The differences observed in the antimicrobial effectivity of the MoO3 and Ag coatings might be due to the different modes of action of the NP (Fig 7). The Ag NP act as an antimicrobial by a combination of several mechanisms: (i) adhesion to the bacterial cell wall, followed by penetration, causing structural alterations in the cell membrane and subsequent death of the bacteria, (ii) formation of free radicals by the Ag NP which damage the cell membrane leading to cell death, (iii) release of silver ions (Ag+) which inactivate several vital enzymes and inhibit numerous functions in the cell, and (iv) generation of reactive oxygen species (ROS), that damage DNA and mitochondria, cause oxidation of proteins and lipids, cell membrane disruption and activate apoptosis [17-19]. In contrast, the antibacterial effect of the MoO3 NP is due to the creation of an acidic environment by conversion of MoO3 into molybdic acid (H2MoO4) and subsequent release of H3O+ ions, which requires the presence of water. The hydronium ions diffuse into the cell membranes affecting enzyme activity and reaction rates, protein stability, and structure of nucleic acids, thus killing the bacteria [11]. Therefore, when embedding the MoO3 NP in the coating, the interaction with water is restricted to the contact time with the aqueous bacterial suspension, which might explain the pronounced reduction in the antibacterial activity at 72h (the surface has considerably dried) as well as a less pronounced antimicrobial effect compared to the NP in an aqueous solution, as previously shown [12].

Fig 7

Schematic diagram of the mechanism of antimicrobial action of Ag (A) and MoO3 (B) NP.

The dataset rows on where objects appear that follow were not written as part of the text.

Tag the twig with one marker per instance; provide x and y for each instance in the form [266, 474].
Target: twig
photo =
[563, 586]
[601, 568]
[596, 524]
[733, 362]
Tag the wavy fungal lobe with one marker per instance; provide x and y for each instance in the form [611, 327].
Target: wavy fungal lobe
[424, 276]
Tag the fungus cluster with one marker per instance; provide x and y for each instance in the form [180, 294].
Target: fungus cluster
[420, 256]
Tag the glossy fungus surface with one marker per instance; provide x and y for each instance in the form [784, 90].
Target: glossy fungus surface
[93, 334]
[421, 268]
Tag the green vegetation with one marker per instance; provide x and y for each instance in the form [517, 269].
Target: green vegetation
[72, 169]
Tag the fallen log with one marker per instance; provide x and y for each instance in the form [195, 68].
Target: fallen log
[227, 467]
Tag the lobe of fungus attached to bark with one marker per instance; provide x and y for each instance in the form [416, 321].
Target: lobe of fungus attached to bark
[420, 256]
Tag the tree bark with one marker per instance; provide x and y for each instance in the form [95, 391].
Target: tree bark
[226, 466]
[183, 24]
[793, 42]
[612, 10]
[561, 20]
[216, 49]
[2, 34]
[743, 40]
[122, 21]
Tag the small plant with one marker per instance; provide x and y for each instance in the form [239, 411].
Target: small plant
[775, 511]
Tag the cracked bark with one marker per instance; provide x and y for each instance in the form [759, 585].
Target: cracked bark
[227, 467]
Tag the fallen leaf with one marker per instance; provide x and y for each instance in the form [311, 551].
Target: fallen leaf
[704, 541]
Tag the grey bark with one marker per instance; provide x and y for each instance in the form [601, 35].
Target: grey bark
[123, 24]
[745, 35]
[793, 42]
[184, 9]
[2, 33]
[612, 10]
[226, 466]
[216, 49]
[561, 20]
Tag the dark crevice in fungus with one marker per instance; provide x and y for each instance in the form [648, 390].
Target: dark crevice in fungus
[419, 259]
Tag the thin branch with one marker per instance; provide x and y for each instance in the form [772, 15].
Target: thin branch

An effective antimicrobial coating must include several characteristics: (i) be able to reduce the pathogenic population on a surface; (ii) be stable (mechanically and chemically); (iii) minimize toxicological effects and risks of emergence of antimicrobial resistance; (iv) be affordable and easily implemented [20]. The MoO3 NP coating synthetized in the current study is mechanically and chemically stable, presented rigid elastomeric properties, exceptional adhesion to glass, steel and polystyrene surfaces, and has proved to be able to control a S. aureus population on a surface. Moreover, molybdenum has low toxicity to humans, capability of biodegradation, and rapid excretion [21], and to the best of our knowledge bacterial resistance to MoO3 NP has not been described so far. In addition, Ag NP containing coating is visually unaesthetic which limits several applications, while MoO3 is colorless and transparent.

In conclusion, we synthetized a novel MoO3 NP coating using an easy and timesaving protocol. The characterization of the coating showed it can be applied onto most standard materials, it has antimicrobial activity against S. aureus, and therefore is suitable to reduce bacterial contamination on usual surfaces found in healthcare and community environments.